Liverpool Sound and Vision Rating 8.5/10
Scoundrels, Dreamers & Second Sons, the type of crowd we all find waiting for us in the back lit bars and the luminescence of shadows, they require payment, a settlement of funds with added interest accrued daily, only these Remittance Men are not in it to put the chains on the debtors, but they are pushing the audience to expand their appreciation of what truly flows, not pounds, shillings and pence, but art, expression, joy, acceptance, the allowance of Time to find the point of existence.
It is in the remit of The Remittance Men, Andy Santospago and Tom Robertson, along with locally sourced heroes such as Chris Anzalone, Kris Delmhirst, Mark Erelli, Zachariah Jickman, Eilen Jewell, Joe Kessler, Danielle Miraglia, James Rohr, and Dave Westner, that the sense of paying it forward is underlined, is transmitted across the divide of electrical communication; and what appears, what manifests in the shadows is that dynamic of illumination, bright, shining, captivating presence.
Make no mistake, Scoundrels, Dreamers & Second Sons is an album of class, of intricate beauty, not dispatched to the corners of the globe in hope, but seeking like minded individuals who will grasp, admire, and love the arrangement between soul and mind, the connection between payment and transfer and as tracks such as Hacienda Santa Rosa, A Room In Birmingham, 1919, Sweet Thunder, Avery Page, Lonely & Silent, and the album opener 1973 (Life On The High Seas), The Remittance Men accept the royalty of the fandom, of their craft, and call out to others to join in the revelry, of the passion of settlement of observation and great music.

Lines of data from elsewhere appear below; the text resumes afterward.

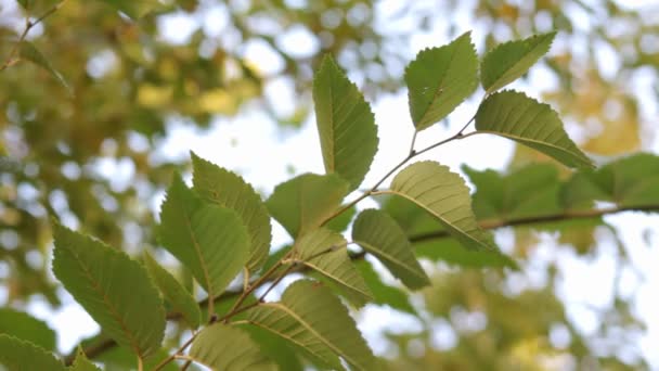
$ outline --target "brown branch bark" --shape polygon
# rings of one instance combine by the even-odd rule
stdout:
[[[482,229],[498,229],[504,227],[521,227],[521,226],[532,226],[544,222],[554,222],[554,221],[566,221],[566,220],[576,220],[576,219],[590,219],[603,217],[606,215],[612,215],[623,212],[659,212],[659,204],[648,204],[648,205],[638,205],[638,206],[622,206],[622,207],[607,207],[599,209],[589,209],[589,210],[572,210],[558,214],[551,215],[542,215],[542,216],[531,216],[524,218],[513,218],[513,219],[488,219],[479,221],[479,225]],[[437,231],[424,234],[416,234],[410,236],[410,241],[414,242],[425,242],[430,240],[438,240],[449,238],[449,233],[447,231]],[[365,253],[358,253],[350,255],[350,258],[353,260],[364,258]],[[299,269],[292,270],[290,272],[300,272],[305,271],[305,267],[300,267]],[[215,298],[216,303],[229,299],[233,297],[242,296],[242,291],[236,292],[224,292],[222,295]],[[205,306],[208,304],[208,299],[201,300],[199,306]],[[169,321],[178,321],[182,318],[180,312],[170,312],[167,314],[167,320]],[[93,359],[99,355],[114,348],[117,343],[113,340],[104,340],[99,344],[94,344],[85,348],[85,354],[89,359]],[[67,366],[72,364],[75,358],[75,351],[66,357],[65,362]]]

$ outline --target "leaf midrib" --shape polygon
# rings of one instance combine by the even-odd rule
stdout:
[[[374,195],[376,195],[376,194],[393,194],[393,195],[398,195],[398,196],[401,196],[401,197],[403,197],[403,199],[406,199],[406,200],[409,200],[409,201],[411,201],[411,202],[415,203],[416,205],[418,205],[418,206],[419,206],[419,207],[422,207],[423,209],[427,210],[428,213],[430,213],[432,216],[435,216],[435,217],[436,217],[436,218],[438,218],[439,220],[441,220],[441,221],[443,221],[444,223],[447,223],[447,225],[451,226],[451,228],[452,228],[453,230],[455,230],[455,231],[460,232],[460,234],[462,234],[462,235],[466,236],[467,239],[469,239],[469,240],[471,240],[471,241],[476,242],[478,245],[480,245],[480,246],[482,246],[482,247],[484,247],[484,248],[487,248],[487,250],[491,250],[491,247],[490,247],[490,246],[488,246],[487,244],[484,244],[483,242],[481,242],[481,241],[479,241],[478,239],[476,239],[476,238],[471,236],[470,234],[466,233],[466,232],[465,232],[465,231],[463,231],[462,229],[460,229],[460,228],[455,227],[455,226],[454,226],[452,222],[448,221],[447,219],[444,219],[444,218],[443,218],[443,217],[441,217],[440,215],[436,214],[436,213],[435,213],[432,209],[430,209],[430,208],[426,207],[424,204],[422,204],[422,203],[417,202],[415,199],[413,199],[413,197],[411,197],[411,196],[409,196],[409,195],[406,195],[406,194],[404,194],[404,193],[401,193],[401,192],[399,192],[399,191],[395,191],[395,190],[385,190],[385,191],[378,191],[378,192],[374,192],[373,194],[374,194]]]
[[[109,298],[107,297],[105,291],[101,287],[99,282],[96,282],[96,280],[93,278],[93,276],[91,274],[89,269],[87,269],[87,266],[83,264],[85,261],[78,256],[78,254],[76,254],[76,252],[74,250],[70,250],[70,248],[67,248],[67,250],[72,253],[72,256],[75,258],[76,263],[78,263],[78,265],[80,266],[82,272],[89,280],[90,284],[92,285],[92,289],[98,294],[100,294],[101,297],[103,298],[103,303],[109,309],[112,317],[115,319],[115,321],[117,321],[117,323],[119,323],[119,327],[121,327],[121,330],[124,330],[124,333],[128,336],[128,338],[131,343],[131,346],[133,348],[133,351],[138,355],[138,357],[143,359],[144,354],[140,349],[140,345],[139,345],[140,343],[137,341],[135,335],[133,335],[133,333],[127,328],[126,323],[121,319],[121,316],[119,315],[119,311],[114,307],[114,305],[112,305],[112,302],[109,302]]]
[[[354,240],[354,243],[360,244],[360,245],[363,245],[363,246],[367,246],[369,248],[365,248],[366,251],[372,250],[372,251],[374,251],[374,252],[377,252],[377,254],[385,256],[385,257],[386,257],[386,258],[387,258],[389,261],[391,261],[391,263],[396,264],[397,266],[399,266],[399,267],[401,267],[401,268],[403,268],[403,269],[408,270],[408,271],[409,271],[410,273],[412,273],[413,276],[415,276],[415,277],[417,277],[417,278],[421,278],[421,279],[424,279],[424,280],[426,279],[424,276],[418,274],[418,273],[416,272],[416,270],[415,270],[413,267],[411,267],[411,266],[409,266],[406,263],[404,263],[404,261],[402,261],[402,260],[400,260],[400,259],[398,259],[398,258],[393,257],[392,255],[389,255],[389,254],[388,254],[388,253],[386,253],[384,250],[379,250],[379,248],[375,247],[375,246],[374,246],[373,244],[371,244],[371,243],[363,242],[363,241],[359,241],[359,240]],[[375,253],[373,253],[373,252],[372,252],[371,254],[375,254]]]
[[[545,141],[541,141],[541,140],[532,139],[532,138],[519,137],[519,136],[515,136],[515,135],[507,133],[507,132],[502,132],[502,131],[481,130],[481,129],[478,129],[477,131],[478,132],[482,132],[482,133],[489,133],[489,135],[505,137],[505,138],[512,139],[512,140],[520,141],[520,142],[530,142],[530,143],[533,143],[533,144],[548,146],[548,148],[557,150],[557,151],[559,151],[559,152],[561,152],[564,154],[567,154],[567,155],[569,155],[570,157],[572,157],[574,159],[578,159],[579,163],[587,164],[589,167],[593,167],[593,165],[590,163],[590,161],[586,161],[585,158],[583,158],[580,153],[568,151],[568,150],[566,150],[566,149],[564,149],[561,146],[557,146],[556,144],[553,144],[551,142],[545,142]]]
[[[359,290],[358,287],[353,287],[352,285],[348,284],[346,281],[340,280],[339,278],[337,278],[335,274],[332,274],[328,271],[326,271],[324,269],[321,269],[319,266],[316,266],[313,263],[311,263],[311,261],[316,260],[316,259],[320,261],[320,259],[322,259],[322,256],[319,256],[318,258],[314,258],[312,260],[303,261],[302,264],[306,265],[307,267],[313,269],[313,270],[316,270],[316,271],[319,271],[319,272],[327,276],[328,278],[331,278],[331,279],[335,280],[336,282],[340,283],[341,285],[344,285],[344,286],[346,286],[346,287],[348,287],[350,290],[353,290],[353,291],[356,291],[356,292],[364,295],[365,297],[371,297],[371,294],[365,293],[362,290]]]
[[[341,349],[337,348],[332,342],[330,342],[328,340],[326,340],[324,336],[322,336],[318,331],[315,331],[309,323],[307,323],[306,320],[303,320],[303,318],[301,318],[300,316],[298,316],[295,311],[293,311],[290,308],[288,308],[285,305],[282,305],[281,303],[268,303],[268,304],[263,304],[264,307],[273,307],[275,309],[281,309],[283,311],[285,311],[287,315],[289,315],[290,317],[293,317],[296,321],[298,321],[300,324],[302,324],[309,332],[311,332],[315,337],[320,338],[323,344],[325,344],[330,349],[332,349],[335,354],[340,355],[341,357],[346,358],[346,360],[348,361],[348,363],[350,364],[359,364],[354,359],[352,359],[351,357],[348,357],[348,355],[345,354],[345,351],[343,351]],[[277,333],[282,333],[281,331],[277,331]],[[296,342],[298,344],[300,344],[299,342]],[[308,347],[305,346],[305,349],[308,349]]]
[[[190,239],[192,240],[192,246],[194,247],[194,252],[197,256],[197,259],[199,260],[199,267],[202,268],[202,271],[204,272],[204,278],[206,280],[206,284],[208,286],[208,299],[209,303],[212,302],[214,299],[214,287],[212,287],[212,282],[210,281],[210,273],[208,272],[208,268],[206,267],[205,260],[204,260],[204,256],[202,255],[202,246],[199,246],[199,243],[197,242],[194,229],[192,228],[191,222],[191,215],[188,213],[186,209],[184,209],[184,220],[185,220],[185,228],[188,229],[188,231],[190,232]],[[198,213],[199,209],[197,209]]]

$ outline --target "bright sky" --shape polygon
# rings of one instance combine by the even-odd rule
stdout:
[[[650,3],[650,1],[646,2]],[[206,1],[205,3],[210,2]],[[419,7],[423,7],[423,3],[419,1]],[[643,2],[636,1],[636,3],[642,5]],[[396,4],[396,1],[379,3],[380,14],[395,12],[396,8],[392,4]],[[469,2],[465,2],[464,7],[469,7]],[[458,34],[474,27],[474,23],[468,17],[468,12],[458,12],[455,17],[460,24]],[[160,28],[166,39],[172,43],[178,43],[185,42],[197,27],[203,27],[208,35],[219,35],[225,22],[221,7],[215,5],[206,9],[203,14],[196,14],[195,17],[185,16],[182,13],[163,17]],[[398,26],[406,27],[404,22]],[[429,31],[418,33],[412,37],[408,44],[410,59],[422,48],[440,46],[450,41],[445,37],[445,26],[444,23],[436,24]],[[308,35],[292,33],[289,37],[295,41],[303,39]],[[476,28],[473,37],[481,39],[484,35]],[[303,42],[295,43],[297,46],[306,44]],[[557,44],[560,44],[560,42],[558,41]],[[303,51],[301,52],[303,53]],[[272,53],[263,46],[251,44],[247,48],[246,53],[257,64],[270,66],[269,68],[276,68],[277,66],[276,59],[273,60]],[[360,80],[359,72],[349,72],[349,74],[354,80]],[[544,71],[542,66],[537,66],[532,69],[529,85],[516,84],[513,88],[522,90],[532,97],[538,97],[539,91],[550,88],[553,82],[551,74]],[[267,87],[267,93],[271,99],[281,101],[277,105],[289,105],[290,100],[294,99],[289,81],[282,79],[271,81]],[[406,155],[413,133],[405,92],[382,97],[377,102],[373,102],[373,108],[378,125],[379,152],[364,182],[366,186],[373,184],[393,164],[397,164]],[[431,129],[424,131],[417,139],[417,149],[454,133],[457,128],[466,123],[474,111],[475,102],[461,105],[451,116],[450,128],[435,125]],[[235,118],[217,119],[207,131],[201,131],[191,124],[172,120],[168,127],[168,132],[169,137],[160,143],[154,158],[188,158],[189,151],[194,151],[204,158],[242,174],[247,181],[266,195],[271,193],[275,184],[290,178],[289,166],[294,166],[296,174],[306,171],[322,174],[324,171],[319,139],[312,118],[299,131],[283,132],[258,107],[246,106]],[[650,143],[648,149],[658,153],[659,140]],[[439,161],[449,165],[455,171],[460,170],[462,164],[468,164],[477,169],[502,169],[511,159],[512,151],[513,145],[507,140],[476,136],[465,141],[450,143],[421,156],[418,159]],[[130,169],[124,171],[118,164],[112,162],[105,162],[101,166],[101,171],[108,178],[112,176],[118,179],[115,180],[118,182],[129,182],[131,178]],[[385,182],[385,184],[387,183]],[[153,200],[152,207],[154,209],[159,208],[160,200],[161,195]],[[362,206],[366,207],[369,205],[373,204],[364,202]],[[620,284],[624,286],[625,292],[630,293],[630,299],[635,303],[636,312],[648,324],[648,331],[642,336],[638,344],[652,364],[659,367],[659,353],[652,351],[659,344],[659,317],[657,316],[659,300],[657,300],[656,295],[659,292],[659,270],[654,267],[659,261],[659,234],[656,231],[659,217],[639,213],[625,213],[607,217],[606,220],[620,231],[622,241],[629,247],[628,251],[632,261],[644,276],[641,279],[631,271],[624,271]],[[642,239],[646,230],[654,230],[650,239],[652,241],[651,246]],[[275,245],[286,242],[287,239],[285,231],[275,226]],[[574,320],[577,327],[584,333],[590,334],[597,324],[597,317],[592,308],[603,308],[611,305],[610,293],[613,284],[613,253],[616,246],[610,242],[602,243],[598,247],[602,254],[595,260],[589,260],[577,257],[570,248],[557,246],[554,240],[548,236],[544,240],[546,241],[541,243],[535,252],[538,255],[537,264],[546,264],[548,259],[555,257],[556,251],[558,251],[559,266],[563,268],[561,280],[558,285],[559,295],[566,300],[568,314]],[[606,236],[604,240],[610,241]],[[505,231],[498,233],[498,241],[505,247]],[[543,278],[535,277],[532,268],[529,267],[515,274],[521,274],[525,278],[521,281],[528,280],[531,284],[533,282],[542,283]],[[512,279],[514,280],[514,277]],[[62,294],[69,304],[64,305],[57,311],[51,311],[41,302],[30,305],[29,310],[57,330],[59,346],[62,350],[68,351],[77,344],[79,338],[93,335],[98,331],[98,325],[79,305],[72,300],[64,290],[62,290]],[[383,328],[391,331],[415,329],[414,320],[387,308],[369,306],[357,316],[360,319],[360,328],[364,331],[370,344],[376,353],[380,354],[385,350],[383,343],[379,341],[380,337],[378,337]],[[475,321],[477,323],[478,319],[475,319]],[[436,330],[437,345],[439,347],[449,346],[452,336],[454,336],[451,334],[450,328],[445,323],[439,322]],[[620,351],[621,357],[626,357],[625,349]]]

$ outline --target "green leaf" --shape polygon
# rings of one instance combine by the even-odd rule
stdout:
[[[230,208],[206,204],[175,177],[160,212],[160,242],[192,272],[210,299],[249,258],[249,235]]]
[[[357,86],[326,55],[313,79],[315,120],[325,170],[357,189],[377,152],[377,129],[371,106]]]
[[[590,205],[592,201],[613,202],[621,207],[659,204],[659,156],[638,153],[611,162],[597,170],[584,169],[572,176],[563,190],[566,206]]]
[[[202,331],[189,355],[195,362],[218,371],[276,370],[256,343],[240,329],[216,323]]]
[[[102,346],[108,340],[107,335],[101,333],[99,335],[86,338],[81,342],[81,346],[86,349]],[[160,348],[153,355],[146,358],[143,362],[144,370],[153,370],[163,359],[167,358],[169,354]],[[135,356],[125,347],[115,346],[94,357],[94,362],[102,364],[105,371],[125,371],[134,370],[137,366]],[[179,368],[176,363],[171,362],[165,366],[163,371],[178,371]]]
[[[508,41],[489,51],[480,64],[480,81],[486,93],[515,81],[543,56],[552,46],[556,31]]]
[[[386,213],[363,210],[352,225],[352,240],[375,255],[405,286],[416,290],[430,284],[405,232]]]
[[[0,369],[9,371],[66,370],[52,354],[29,342],[0,334]]]
[[[354,217],[354,214],[357,214],[357,208],[352,206],[339,214],[336,218],[330,220],[324,227],[340,233],[350,226],[350,221],[352,220],[352,217]]]
[[[358,370],[372,370],[374,356],[341,302],[321,283],[290,284],[279,303],[248,311],[248,321],[301,347],[328,367],[343,370],[337,356]]]
[[[277,335],[248,323],[241,325],[240,329],[249,334],[249,337],[257,343],[261,353],[277,364],[279,370],[305,371],[300,356],[290,344],[280,341]]]
[[[261,196],[238,175],[192,153],[194,190],[207,201],[234,210],[249,233],[249,271],[256,271],[270,250],[270,215]]]
[[[0,334],[28,341],[47,350],[55,349],[55,332],[26,312],[0,308]]]
[[[74,364],[72,364],[68,368],[69,371],[101,371],[101,369],[99,369],[94,363],[92,363],[89,359],[87,359],[87,356],[85,355],[85,351],[82,351],[82,348],[78,348],[78,351],[76,353],[76,359],[74,360]]]
[[[46,69],[49,74],[51,74],[64,88],[68,91],[69,94],[73,94],[73,90],[68,82],[64,79],[64,76],[57,72],[53,65],[41,54],[39,49],[37,49],[29,41],[21,41],[21,47],[18,49],[18,55],[22,60],[30,61],[31,63],[38,65],[39,67]]]
[[[302,174],[279,184],[266,205],[270,215],[298,238],[320,227],[346,194],[348,183],[337,175]]]
[[[418,316],[414,307],[410,304],[409,294],[401,289],[384,283],[369,261],[360,259],[354,263],[354,266],[373,293],[373,302],[375,304],[388,305],[393,309]]]
[[[533,164],[506,175],[468,166],[463,166],[463,170],[476,186],[474,213],[479,220],[503,222],[563,212],[561,182],[552,164]]]
[[[341,234],[320,228],[297,241],[294,258],[338,284],[345,296],[361,307],[373,296],[350,261],[347,245]]]
[[[160,289],[163,296],[171,304],[171,308],[183,315],[183,318],[192,327],[196,329],[202,321],[202,311],[199,305],[194,297],[183,287],[177,279],[173,278],[165,268],[148,254],[144,253],[144,266],[153,278],[154,282]]]
[[[379,193],[396,194],[423,207],[466,247],[495,248],[490,234],[476,222],[469,189],[447,166],[431,161],[412,164],[393,178],[391,190]]]
[[[478,86],[470,33],[441,48],[422,50],[405,69],[410,114],[417,131],[447,117]]]
[[[101,0],[115,8],[133,20],[146,15],[146,13],[159,5],[158,0]]]
[[[565,132],[558,114],[517,91],[488,97],[476,113],[476,129],[528,145],[570,167],[593,167]]]
[[[160,347],[165,309],[138,261],[104,243],[54,225],[53,272],[119,345],[144,359]]]
[[[435,239],[413,244],[418,256],[432,261],[444,261],[461,268],[507,267],[518,270],[515,260],[499,250],[467,250],[453,239]]]

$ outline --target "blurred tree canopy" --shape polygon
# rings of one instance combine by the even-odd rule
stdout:
[[[565,117],[570,136],[604,163],[650,151],[656,135],[656,5],[630,9],[610,0],[144,0],[119,7],[119,12],[115,7],[121,3],[127,4],[0,1],[0,299],[9,308],[22,309],[38,298],[54,308],[61,305],[48,258],[49,214],[128,251],[157,246],[146,227],[154,225],[150,201],[169,183],[173,169],[188,166],[154,156],[169,124],[183,119],[205,129],[218,117],[263,110],[282,130],[299,128],[310,114],[312,72],[325,53],[336,55],[349,73],[358,72],[359,85],[377,100],[401,89],[414,35],[439,27],[454,36],[475,28],[487,35],[477,46],[484,50],[556,29],[558,38],[544,61],[543,77],[551,84],[542,94]],[[30,27],[23,42],[46,62],[24,48],[15,51],[26,25],[41,15],[48,16]],[[56,73],[49,73],[50,67]],[[266,94],[274,81],[295,88],[292,110],[282,111]],[[538,162],[548,159],[518,149],[509,174]],[[106,163],[128,171],[130,183],[113,182],[100,171]],[[547,166],[556,178],[567,178],[553,163]],[[633,246],[622,245],[615,228],[595,219],[552,228],[553,243],[594,259],[602,250],[598,236],[606,234],[617,241],[616,269],[633,270],[628,257]],[[647,368],[633,346],[643,320],[621,293],[613,293],[613,304],[598,314],[600,342],[574,328],[557,295],[557,259],[534,263],[547,239],[539,230],[512,231],[513,256],[545,277],[539,286],[527,282],[527,289],[511,291],[511,281],[529,278],[435,265],[434,286],[401,304],[414,307],[421,330],[387,334],[387,347],[396,349],[392,368]],[[432,341],[440,328],[451,329],[450,345]]]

Scoundrels, Dreamers & Second Sons those characters to which we play to the crowd, the visionaries who make it real, those who allocate a portion of their life to give you beauty and truth in yours, this is idea of remittance, of paying advantage forward, of paying a debt that is not yours to bare in the hope that it will bring the freedom to be as kind to those beyond as others have been to you. It is in this album by Remittance Men that art replaces the thief of time, that of monetary idolatry, and it is a splendid musical understanding that catches the ear and the soul.